MENU ×
Minchia che luminaria

Minchia che luminaria

La luminaria MINCHIA  in una città sporca e abusata da molti palermitani diventa il paradigma del linguaggio ordinario, fresco e cinico come ci piace essere

La luminaria di Via Alloro è certo la più fotografata della città. Recita a grandi lettere MINCHIA e si è incollata al cielo tra i due edifici più moderni, a ridosso di una piccola chiesa e prossima allo spazio virtuoso del Giardino dei Giusti.
Nonostante la pioggia del primo temporale autunnale di stasera la luminaria rende i suoi servigi e stimola la curiosità dei turisti che conoscono e declamano l’espressione con una familiarità commovente.

Il lessico palermitano può risultare rozzo, nauseabondo e barocco ma in questo caso non indigna e non infastidisce. La sua irruenza emotiva è poca cosa rispetto ai fuochi che sparano in occasione delle feste rionali alla fine delle processioni, di notte quando i nostri pelosi dormono e si svegliano cercando lo sguardo dei loro padroncini. Migliaia di euro in fumo per salutare la madonna o il santo locale su cui si proiettano tutti i gratta e vinci giocati, la disperazione, i toni sprezzanti verso la legalità e ogni forma piccola di cambiamento delle confraternite che vivono tutto l’anno per ratificare la loro essenza.
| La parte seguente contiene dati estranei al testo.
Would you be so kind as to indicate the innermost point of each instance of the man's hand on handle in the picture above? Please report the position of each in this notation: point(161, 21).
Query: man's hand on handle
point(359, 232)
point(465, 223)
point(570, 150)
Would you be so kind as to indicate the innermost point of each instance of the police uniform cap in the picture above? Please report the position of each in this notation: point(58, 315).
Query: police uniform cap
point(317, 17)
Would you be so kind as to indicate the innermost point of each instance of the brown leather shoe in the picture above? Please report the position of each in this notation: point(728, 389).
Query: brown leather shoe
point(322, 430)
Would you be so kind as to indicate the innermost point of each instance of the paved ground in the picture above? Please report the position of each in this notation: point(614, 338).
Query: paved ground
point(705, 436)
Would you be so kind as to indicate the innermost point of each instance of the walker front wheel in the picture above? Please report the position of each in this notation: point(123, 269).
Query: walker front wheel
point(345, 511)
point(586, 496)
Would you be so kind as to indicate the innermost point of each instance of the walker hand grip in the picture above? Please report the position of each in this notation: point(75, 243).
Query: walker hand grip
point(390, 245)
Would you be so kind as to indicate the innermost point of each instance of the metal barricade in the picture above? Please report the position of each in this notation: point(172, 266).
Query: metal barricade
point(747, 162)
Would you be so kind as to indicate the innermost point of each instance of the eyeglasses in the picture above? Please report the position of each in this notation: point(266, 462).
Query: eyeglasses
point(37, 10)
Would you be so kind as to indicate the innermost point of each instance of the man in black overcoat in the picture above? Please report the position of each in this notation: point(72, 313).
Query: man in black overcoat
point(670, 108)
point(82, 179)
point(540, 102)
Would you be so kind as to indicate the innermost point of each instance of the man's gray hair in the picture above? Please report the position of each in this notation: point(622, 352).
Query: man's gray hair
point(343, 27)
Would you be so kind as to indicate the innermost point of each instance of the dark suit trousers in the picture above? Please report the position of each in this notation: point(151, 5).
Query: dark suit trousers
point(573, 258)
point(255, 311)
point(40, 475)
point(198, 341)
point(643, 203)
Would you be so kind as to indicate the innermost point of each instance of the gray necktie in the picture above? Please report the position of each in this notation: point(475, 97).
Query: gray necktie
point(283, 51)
I botti potenti dei fuochi assicurano un futuro senza tempo a queste antiche realtà che vivono a margine delle istituzioni ecclesiali assicurandone cibo e sopravvivenza popolare. Sono fotograficamente interessanti ma sono le entità fantasma di un popolo che non esiste più, che nei cerimoniali tramanda un attaccamento infantile e morboso alla tradizione ed alla gerarchia, senza avere assimilato alcuna esperienza democratica e civile.

E allora la luminaria MINCHIA  in una città sporca e abusata da molti palermitani, che stenta a valicare le sue stesse mura, che mangia a sbafo, organizza festival e rigurgita costantemente giudizi improvvisati su Manifesta 12, viaggia solo lentamente, cerca il suo viceré, incapace com’è di emanciparsi dal suo sindaco storico, abituata ad essere assistita e rassicurata, assume una forza metafisica, diventa una porta, un altro ingresso, un modo strutturale di ristabilire il senso estremo di Palermo, la sua decadenza, con un tono creativo e con la freschezza di una parola ordinaria.

Femminile nel genere, universale e globale nel tono.